In the past, Singapore’s welcoming business environment was the cornerstone of our success. Companies and investors poured their money and time into our country, creating a lot of jobs for the labour market. For a long time, Singaporeans were happy, which contributed to our meteoric rise. However, our progress has slowed down due to a wide variety of factors and, in the process, our neighbouring countries are catching up quickly.
With all these information, it’s quite clear how Singapore deflation negatively affects not just the stock markets but everyday life in our country. Companies, both listed and non-listed, will start experiencing problems, which will cause panic in the markets. From then on, it’s only a matter of time before your charts resemble the outline of the Himalayan mountain range.

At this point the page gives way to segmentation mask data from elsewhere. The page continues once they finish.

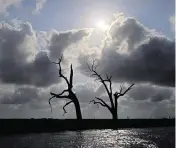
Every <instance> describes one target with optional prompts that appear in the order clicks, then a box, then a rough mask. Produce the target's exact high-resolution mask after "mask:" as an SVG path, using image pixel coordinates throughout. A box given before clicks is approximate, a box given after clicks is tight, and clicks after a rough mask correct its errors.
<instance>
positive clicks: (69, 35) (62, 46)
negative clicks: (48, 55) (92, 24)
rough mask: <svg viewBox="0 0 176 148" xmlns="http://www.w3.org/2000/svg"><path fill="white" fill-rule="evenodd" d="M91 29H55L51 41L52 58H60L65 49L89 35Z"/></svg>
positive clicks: (77, 42) (49, 42)
mask: <svg viewBox="0 0 176 148" xmlns="http://www.w3.org/2000/svg"><path fill="white" fill-rule="evenodd" d="M90 31H91V30H90V29H80V30H69V31H65V32H57V31H53V32H52V35H51V39H50V41H49V47H48V48H49V51H50V52H49V55H50V57H51V58H52V59H58V57H60V56H61V55H62V54H63V52H64V50H65V49H66V48H67V47H68V46H70V45H72V44H75V43H78V41H80V40H82V39H83V38H84V37H86V36H88V35H89V33H90Z"/></svg>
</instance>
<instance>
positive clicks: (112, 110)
mask: <svg viewBox="0 0 176 148" xmlns="http://www.w3.org/2000/svg"><path fill="white" fill-rule="evenodd" d="M112 119H114V120H116V119H118V114H117V109H116V108H114V109H113V110H112Z"/></svg>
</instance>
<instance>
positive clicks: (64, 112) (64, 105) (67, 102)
mask: <svg viewBox="0 0 176 148" xmlns="http://www.w3.org/2000/svg"><path fill="white" fill-rule="evenodd" d="M72 102H73V101H69V102H67V103H66V104H65V105H64V106H63V110H64V114H63V116H64V115H65V114H66V113H67V112H66V110H65V107H66V106H67V105H69V104H70V103H72Z"/></svg>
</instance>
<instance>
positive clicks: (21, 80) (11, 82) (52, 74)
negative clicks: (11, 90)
mask: <svg viewBox="0 0 176 148" xmlns="http://www.w3.org/2000/svg"><path fill="white" fill-rule="evenodd" d="M16 23H17V22H16ZM36 44H37V43H36V36H35V31H34V30H33V28H32V26H31V24H29V23H24V22H18V23H17V24H16V25H14V23H12V25H10V24H7V23H2V24H1V25H0V81H1V82H3V83H9V84H29V85H35V86H41V87H44V86H49V85H51V84H53V83H57V82H58V81H59V79H58V70H57V67H56V65H54V64H52V63H51V61H50V60H49V57H48V55H47V53H46V52H44V51H38V50H37V49H36Z"/></svg>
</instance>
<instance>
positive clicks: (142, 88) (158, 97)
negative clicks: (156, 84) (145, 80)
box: [127, 84, 174, 102]
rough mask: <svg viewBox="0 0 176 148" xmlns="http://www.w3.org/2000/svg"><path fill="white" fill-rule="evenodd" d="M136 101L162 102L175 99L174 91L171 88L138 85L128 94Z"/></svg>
mask: <svg viewBox="0 0 176 148" xmlns="http://www.w3.org/2000/svg"><path fill="white" fill-rule="evenodd" d="M127 95H128V96H129V97H131V98H133V99H134V100H139V101H140V100H141V101H146V100H149V101H151V102H160V101H163V100H171V99H173V98H174V89H173V88H171V87H158V86H152V85H148V84H147V85H144V84H143V85H136V86H134V87H133V89H131V90H130V91H129V92H128V94H127Z"/></svg>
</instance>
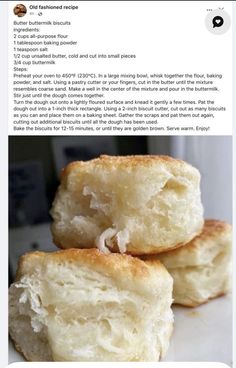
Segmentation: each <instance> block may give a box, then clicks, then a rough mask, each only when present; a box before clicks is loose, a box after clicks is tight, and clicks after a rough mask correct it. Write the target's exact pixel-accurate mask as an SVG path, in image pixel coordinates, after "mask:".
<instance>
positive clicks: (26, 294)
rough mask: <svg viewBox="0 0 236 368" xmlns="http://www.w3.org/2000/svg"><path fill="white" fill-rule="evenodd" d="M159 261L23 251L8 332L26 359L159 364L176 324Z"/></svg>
mask: <svg viewBox="0 0 236 368" xmlns="http://www.w3.org/2000/svg"><path fill="white" fill-rule="evenodd" d="M172 287H173V280H172V278H171V276H170V275H169V273H168V272H167V270H166V269H165V267H164V266H163V265H162V264H161V263H160V262H159V261H150V262H147V263H145V262H143V261H141V260H139V259H137V258H133V257H131V256H128V255H121V254H109V255H106V254H104V253H101V252H100V251H99V250H97V249H89V250H87V249H82V250H81V249H68V250H63V251H58V252H55V253H41V252H35V253H28V254H26V255H25V256H23V257H22V258H21V259H20V262H19V267H18V272H17V278H16V281H15V283H14V284H12V285H11V287H10V291H9V295H10V297H9V311H10V319H9V329H10V335H11V337H12V339H13V340H14V342H15V345H16V348H17V349H18V350H19V351H20V352H22V353H23V355H24V356H25V357H26V359H27V360H30V361H158V360H159V359H160V358H161V357H163V356H164V355H165V353H166V351H167V348H168V345H169V338H170V335H171V332H172V326H173V314H172V311H171V303H172Z"/></svg>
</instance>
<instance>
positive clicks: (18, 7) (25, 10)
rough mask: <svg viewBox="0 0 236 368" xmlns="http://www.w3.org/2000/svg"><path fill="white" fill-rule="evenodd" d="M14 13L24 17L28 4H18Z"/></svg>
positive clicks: (13, 9) (18, 15) (14, 8)
mask: <svg viewBox="0 0 236 368" xmlns="http://www.w3.org/2000/svg"><path fill="white" fill-rule="evenodd" d="M13 11H14V14H15V15H17V17H24V16H25V14H26V13H27V9H26V6H25V5H23V4H17V5H16V6H15V7H14V9H13Z"/></svg>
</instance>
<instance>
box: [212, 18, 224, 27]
mask: <svg viewBox="0 0 236 368" xmlns="http://www.w3.org/2000/svg"><path fill="white" fill-rule="evenodd" d="M212 24H213V28H215V27H221V26H223V24H224V19H223V18H222V17H221V16H220V15H216V16H215V17H214V18H213V19H212Z"/></svg>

Is there anything that you can do if the deflationary trap gets its claws on the stock market?
If the case of Japan is anything to go by, the only thing you can do is to, well, pray.
When it comes to jobs, Singapore’s labour market, which is already experiencing heated competition from competitive neighbouring economics, cannot possibly withstand the body blows of deflation. Once again, when Japan was sucked into the deflation vortex, wages stagnated. To put things into perspective, real salaries in Japan fell 13 percent and economic output descended to levels that were last seen in the 80s.